9

Is it possible for a 3rd party script to write cookies to the user's computer?

For example, if affiliate.example.org includes:

<script type="text/javascript" src="http://me.example.com/cookiemonster.js"></script> 

I want to provide an affiliate with a script, to hopefully write a cookie on their clients' machines; ideally we would want to control the script ourselves. However, before trying this, I just thought I would see if it is even possible.

Of course, the other option would be for us to provide the actual script for the affiliate to put directly onto their site.

2 Answers 2

7

Yes, third party scripts can write cookies, and they will appear to belong to the domain of the page itself.

You can see this if you examine the cookies of any site using Google Analytics - the content comes from a third party (Google) but the _utm prefix cookies will be on the hosting site's domain.

To write third-party cookies (i.e. where the cookie is on the domain of the third party) requires that the cookies be sent in the headers of a download from that third party, and not written by JS code.

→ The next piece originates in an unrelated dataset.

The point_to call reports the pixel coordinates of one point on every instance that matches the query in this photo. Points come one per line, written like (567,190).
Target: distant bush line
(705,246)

Sign up to request clarification or add additional context in comments.

Comments

1

What happenned when you tested it?

(yes, if the browser/user permits, it will record a cookie - but the domain of the cookie is determined by the domain the script was loaded from).

2 Comments

Not tested yet, just doing some background research before plowing into the code. Thanks for the tips though. Much appreciate.
I think this answer is incorrect. If loading the script includes some Set-Cookie HTTP headers, then those will be set in the script's domain, subject to third party cookie controls. If the script itself sets cookies, they'll be in the original site's domain.